Des inquiétudes demeurent quant aux surcoûts et à l’adaptation des différentes filières et de l’industrie à cette nouvelle réglementation, notamment en termes d’investissements. Mais la diversité des modes constructifs et la mixité des matériaux est à nouveau garantie sachant que les filières devront progressivement évoluer vers la décarbonation. Les seuils en maison individuelle et en logement collectif ont en effet été légèrement rehaussés pour éviter l’effet pervers de la précédente mouture qui condamnait la mixité des modes constructifs, désormais remise au goût du jour. L’abaissement progressif de ces seuils obligera les filières à monter en compétence en matière de décarbonation, mais dans des délais plus raisonnables ne remettant plus en cause leur existence.

L’ ACV dynamique conservée mais simplifiée

L’ACV dynamique est finalement maintenue, sous une forme simplifiée par rapport à la dernière mouture pour permettre une meilleure utilisation des FDES. Maintenue et semble-t-il acceptée, eu égard aux ajustements réalisés et aux retours d’expérience programmés. Un travail de normalisation réalisé en concertation avec l’ensemble des parties prenantes a d’ailleurs été suggéré. « J’ai proposé que l’on continue à travailler et à approfondir la méthode utilisée au-delà de la mise en œuvre au 1er janvier 2022, pour mettre en place un processus d’appropriation puis de normalisation qui nous permette aussi de peser dans le concert européen, avec une méthode nationale qui pourrait être proposée à nos voisins européens » annonce Emmanuelle Wargon. Vaste programme qui pourrait renforcer la position avant-gardiste de la France en matière de politiques environnementales mises en œuvre en Europe.
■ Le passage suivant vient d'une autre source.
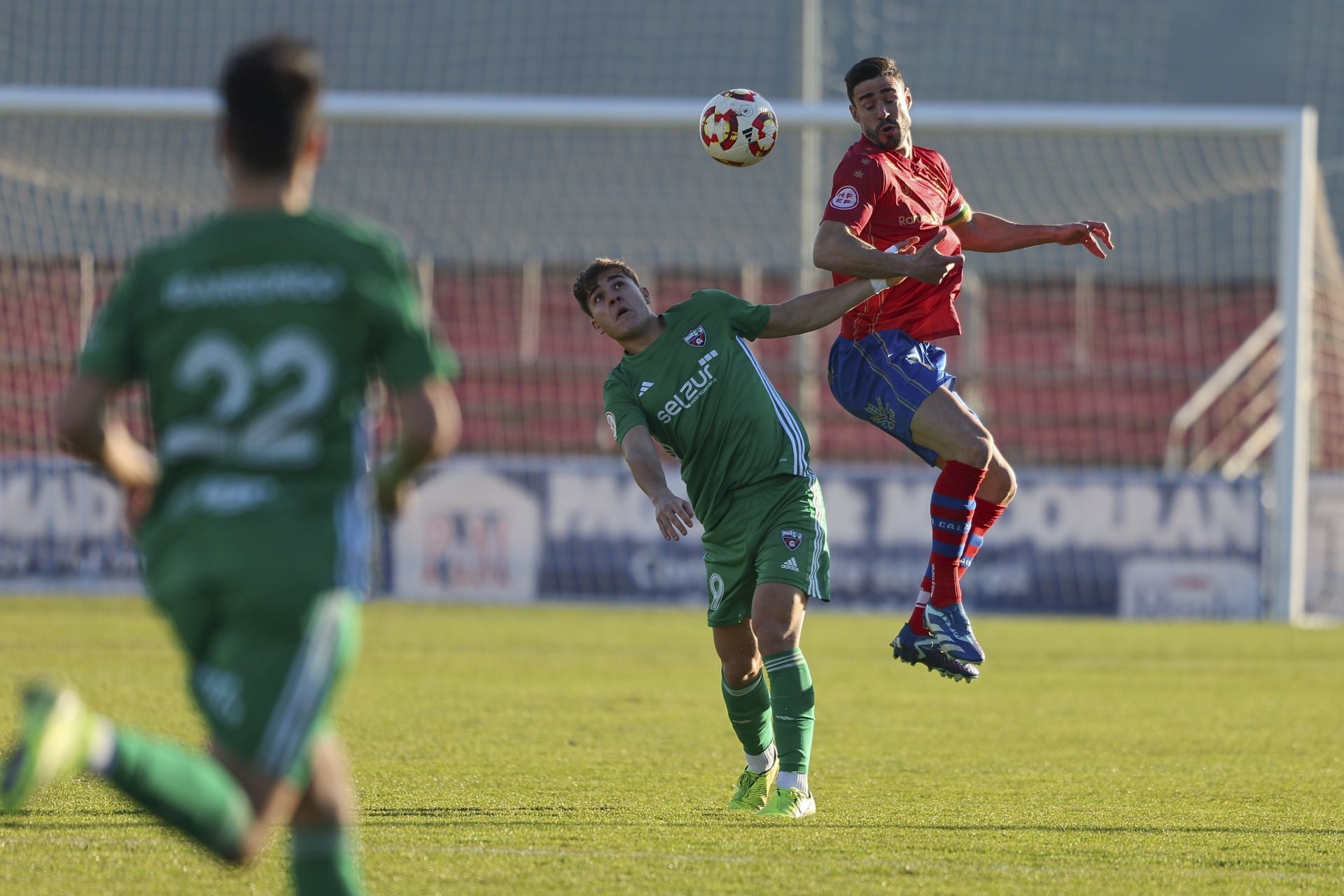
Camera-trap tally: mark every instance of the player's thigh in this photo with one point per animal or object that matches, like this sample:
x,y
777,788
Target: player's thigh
x,y
790,539
729,571
885,379
946,426
286,631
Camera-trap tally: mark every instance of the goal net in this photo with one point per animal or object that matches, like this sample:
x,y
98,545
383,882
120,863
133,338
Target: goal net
x,y
1140,398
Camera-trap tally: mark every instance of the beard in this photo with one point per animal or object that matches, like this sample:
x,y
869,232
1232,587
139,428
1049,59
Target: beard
x,y
890,139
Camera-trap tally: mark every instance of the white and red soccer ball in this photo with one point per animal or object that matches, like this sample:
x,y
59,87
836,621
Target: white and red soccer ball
x,y
738,128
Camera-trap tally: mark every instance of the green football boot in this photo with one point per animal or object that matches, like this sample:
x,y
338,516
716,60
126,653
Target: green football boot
x,y
790,802
55,743
755,789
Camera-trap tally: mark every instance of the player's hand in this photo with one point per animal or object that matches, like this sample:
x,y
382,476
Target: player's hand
x,y
906,248
1092,234
929,265
675,516
136,508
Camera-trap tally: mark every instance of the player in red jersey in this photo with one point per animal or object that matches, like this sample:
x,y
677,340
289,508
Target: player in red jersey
x,y
883,367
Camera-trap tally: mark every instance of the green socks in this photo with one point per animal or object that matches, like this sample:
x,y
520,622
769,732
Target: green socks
x,y
793,706
324,862
186,789
749,711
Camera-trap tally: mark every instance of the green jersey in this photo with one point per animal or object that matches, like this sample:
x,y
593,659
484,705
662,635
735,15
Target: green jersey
x,y
257,333
707,400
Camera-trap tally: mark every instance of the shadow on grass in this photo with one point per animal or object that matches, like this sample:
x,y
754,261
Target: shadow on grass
x,y
616,816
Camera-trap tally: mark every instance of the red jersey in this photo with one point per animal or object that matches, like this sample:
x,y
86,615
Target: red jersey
x,y
886,199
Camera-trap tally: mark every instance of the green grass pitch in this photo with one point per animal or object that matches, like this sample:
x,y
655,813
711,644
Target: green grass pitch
x,y
585,748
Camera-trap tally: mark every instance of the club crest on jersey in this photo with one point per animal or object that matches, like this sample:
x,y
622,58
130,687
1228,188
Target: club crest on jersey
x,y
695,337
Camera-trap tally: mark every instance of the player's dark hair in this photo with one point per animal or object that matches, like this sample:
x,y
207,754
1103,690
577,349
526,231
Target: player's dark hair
x,y
870,69
587,281
270,102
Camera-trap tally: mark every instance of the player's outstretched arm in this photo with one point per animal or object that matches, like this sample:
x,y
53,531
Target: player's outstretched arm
x,y
89,431
984,232
813,311
839,248
430,426
673,514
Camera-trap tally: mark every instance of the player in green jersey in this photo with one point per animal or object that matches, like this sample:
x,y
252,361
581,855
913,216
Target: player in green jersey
x,y
257,333
690,381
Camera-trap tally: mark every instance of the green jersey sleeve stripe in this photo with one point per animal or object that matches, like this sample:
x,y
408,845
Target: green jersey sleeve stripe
x,y
781,413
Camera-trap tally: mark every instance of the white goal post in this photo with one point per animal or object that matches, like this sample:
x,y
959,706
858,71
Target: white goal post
x,y
1294,128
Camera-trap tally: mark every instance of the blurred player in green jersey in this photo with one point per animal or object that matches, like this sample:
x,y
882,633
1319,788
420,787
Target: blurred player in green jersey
x,y
690,381
257,333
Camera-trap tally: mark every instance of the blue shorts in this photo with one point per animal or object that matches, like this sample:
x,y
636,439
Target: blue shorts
x,y
885,377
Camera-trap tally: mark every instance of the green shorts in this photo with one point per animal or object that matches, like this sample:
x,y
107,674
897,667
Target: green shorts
x,y
268,625
772,533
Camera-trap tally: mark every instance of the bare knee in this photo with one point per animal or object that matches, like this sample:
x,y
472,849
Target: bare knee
x,y
330,799
741,672
974,448
1000,482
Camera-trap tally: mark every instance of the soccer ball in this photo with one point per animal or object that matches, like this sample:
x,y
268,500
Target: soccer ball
x,y
738,128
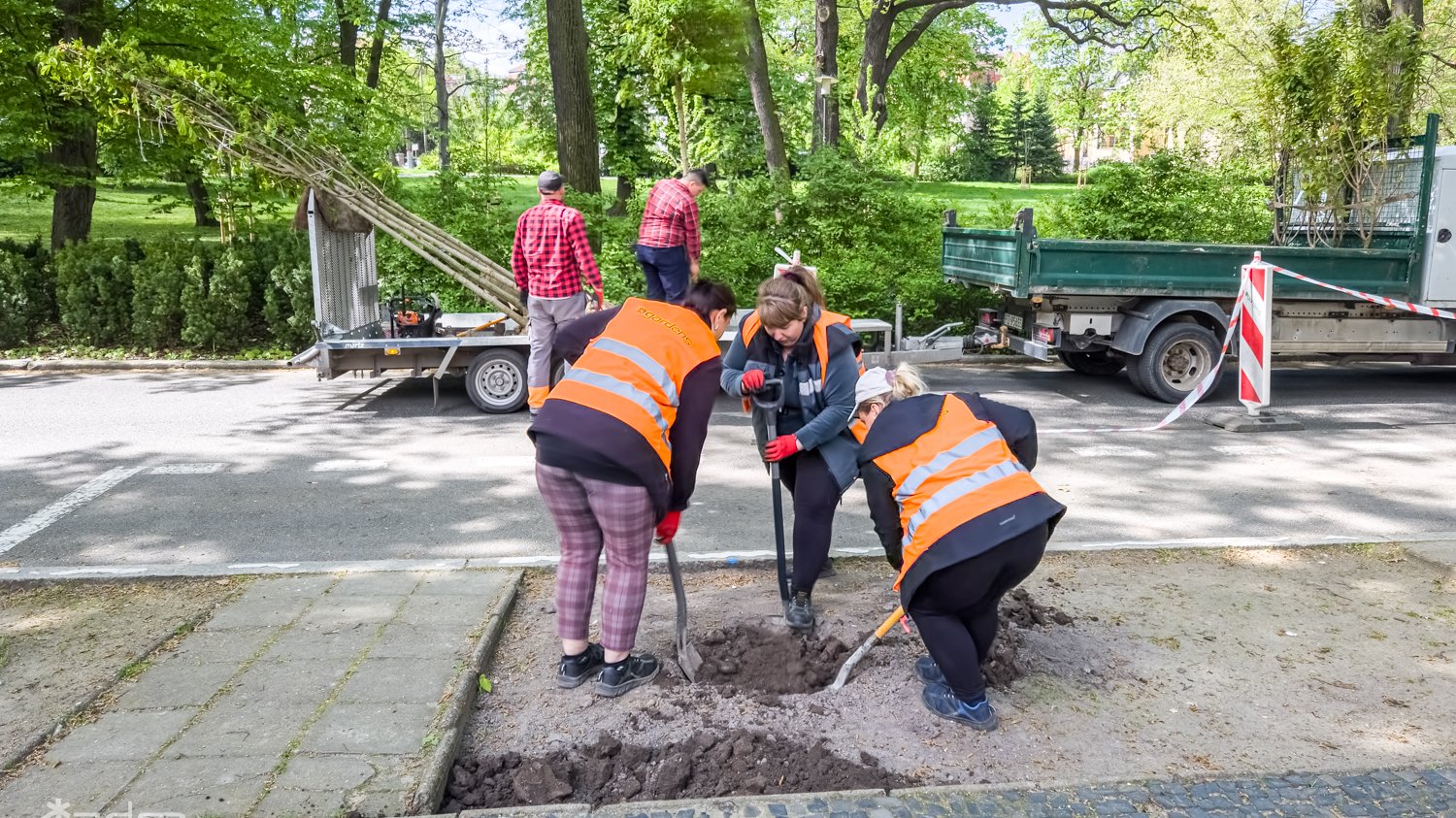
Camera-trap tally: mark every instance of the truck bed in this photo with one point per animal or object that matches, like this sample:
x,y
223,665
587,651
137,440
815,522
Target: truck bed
x,y
1004,261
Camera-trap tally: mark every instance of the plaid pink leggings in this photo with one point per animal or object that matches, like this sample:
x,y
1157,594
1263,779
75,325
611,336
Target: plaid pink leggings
x,y
590,515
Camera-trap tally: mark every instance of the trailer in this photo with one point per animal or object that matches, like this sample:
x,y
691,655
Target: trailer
x,y
1159,309
361,334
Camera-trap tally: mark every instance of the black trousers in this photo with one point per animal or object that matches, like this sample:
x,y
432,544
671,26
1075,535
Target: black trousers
x,y
815,497
955,608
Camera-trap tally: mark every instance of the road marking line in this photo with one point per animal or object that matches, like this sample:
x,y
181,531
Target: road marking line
x,y
38,521
1248,448
349,465
186,469
1111,451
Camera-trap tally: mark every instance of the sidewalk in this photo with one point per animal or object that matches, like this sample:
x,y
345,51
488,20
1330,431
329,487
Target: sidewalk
x,y
306,696
1392,792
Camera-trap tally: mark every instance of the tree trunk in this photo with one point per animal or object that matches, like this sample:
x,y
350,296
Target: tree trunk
x,y
756,61
826,64
348,37
577,145
442,86
73,133
680,102
376,47
197,191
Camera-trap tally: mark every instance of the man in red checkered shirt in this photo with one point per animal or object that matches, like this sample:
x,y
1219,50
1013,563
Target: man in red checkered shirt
x,y
553,267
669,242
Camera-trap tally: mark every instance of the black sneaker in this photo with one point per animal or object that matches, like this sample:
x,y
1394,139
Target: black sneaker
x,y
943,703
576,670
929,672
800,614
632,671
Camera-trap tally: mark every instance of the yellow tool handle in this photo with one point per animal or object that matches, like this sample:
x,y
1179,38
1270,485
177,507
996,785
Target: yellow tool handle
x,y
890,623
486,325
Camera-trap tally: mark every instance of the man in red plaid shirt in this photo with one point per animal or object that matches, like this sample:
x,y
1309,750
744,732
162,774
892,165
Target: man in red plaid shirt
x,y
669,242
553,267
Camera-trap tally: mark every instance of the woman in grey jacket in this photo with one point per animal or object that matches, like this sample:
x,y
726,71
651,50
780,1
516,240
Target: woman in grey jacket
x,y
792,338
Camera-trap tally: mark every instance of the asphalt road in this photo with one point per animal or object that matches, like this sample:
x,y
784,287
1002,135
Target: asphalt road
x,y
215,469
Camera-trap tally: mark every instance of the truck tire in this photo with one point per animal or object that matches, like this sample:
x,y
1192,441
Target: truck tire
x,y
1176,357
495,381
1092,363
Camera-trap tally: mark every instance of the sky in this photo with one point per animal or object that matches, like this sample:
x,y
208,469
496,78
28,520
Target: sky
x,y
500,38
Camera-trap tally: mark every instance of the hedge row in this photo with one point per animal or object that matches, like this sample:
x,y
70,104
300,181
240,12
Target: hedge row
x,y
160,294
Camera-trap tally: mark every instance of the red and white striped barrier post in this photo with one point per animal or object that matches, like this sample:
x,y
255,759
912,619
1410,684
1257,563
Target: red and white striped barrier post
x,y
1254,335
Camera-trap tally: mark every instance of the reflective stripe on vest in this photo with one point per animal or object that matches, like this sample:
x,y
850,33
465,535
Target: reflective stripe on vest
x,y
637,367
951,474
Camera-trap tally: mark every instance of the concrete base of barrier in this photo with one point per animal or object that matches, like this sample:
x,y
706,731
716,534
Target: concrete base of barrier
x,y
1245,422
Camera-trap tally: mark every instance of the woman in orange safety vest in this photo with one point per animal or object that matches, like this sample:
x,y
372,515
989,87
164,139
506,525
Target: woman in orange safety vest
x,y
960,517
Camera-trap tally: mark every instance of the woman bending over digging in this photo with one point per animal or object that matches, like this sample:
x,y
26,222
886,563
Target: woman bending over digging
x,y
789,337
960,517
617,444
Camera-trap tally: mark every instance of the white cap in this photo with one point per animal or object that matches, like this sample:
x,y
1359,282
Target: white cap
x,y
874,383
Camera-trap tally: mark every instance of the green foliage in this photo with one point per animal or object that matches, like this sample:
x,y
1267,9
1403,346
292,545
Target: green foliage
x,y
26,291
1167,197
93,288
157,281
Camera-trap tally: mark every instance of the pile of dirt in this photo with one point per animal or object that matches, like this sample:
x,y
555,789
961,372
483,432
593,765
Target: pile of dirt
x,y
766,660
1018,613
737,762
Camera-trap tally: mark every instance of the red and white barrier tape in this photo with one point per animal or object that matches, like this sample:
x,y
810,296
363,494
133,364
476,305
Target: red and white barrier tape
x,y
1193,396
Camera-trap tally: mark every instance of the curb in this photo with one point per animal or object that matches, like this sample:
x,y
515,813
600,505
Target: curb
x,y
437,769
146,366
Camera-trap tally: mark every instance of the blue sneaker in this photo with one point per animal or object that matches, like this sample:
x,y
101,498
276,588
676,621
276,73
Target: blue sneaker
x,y
929,672
943,703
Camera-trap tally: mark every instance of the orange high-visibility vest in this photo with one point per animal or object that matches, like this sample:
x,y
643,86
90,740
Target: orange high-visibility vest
x,y
637,367
951,474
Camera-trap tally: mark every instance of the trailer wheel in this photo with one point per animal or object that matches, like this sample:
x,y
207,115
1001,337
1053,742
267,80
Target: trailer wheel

Retrouvez notre dossier RE 2020 dans le prochain numéro de Technic'baie

* USH : Union Sociale pour l’Habitat. (Union Sociale pour l’Habitat), FPI (Fédération Promoteurs Immobiliers France), FFB (Fédération Française du Bâtiment) et Pôle Habitat FFB, CAPEB (Confédération de l’Artisanat et des Petites Entreprises du Bâtiment), UNSFA (Union Nationale des Syndicats Français d’Architectes) UNTEC (Union Nationale des Economistes de la Construction) et Fédération SCOP BTP : Bâtiment et Travaux Publics.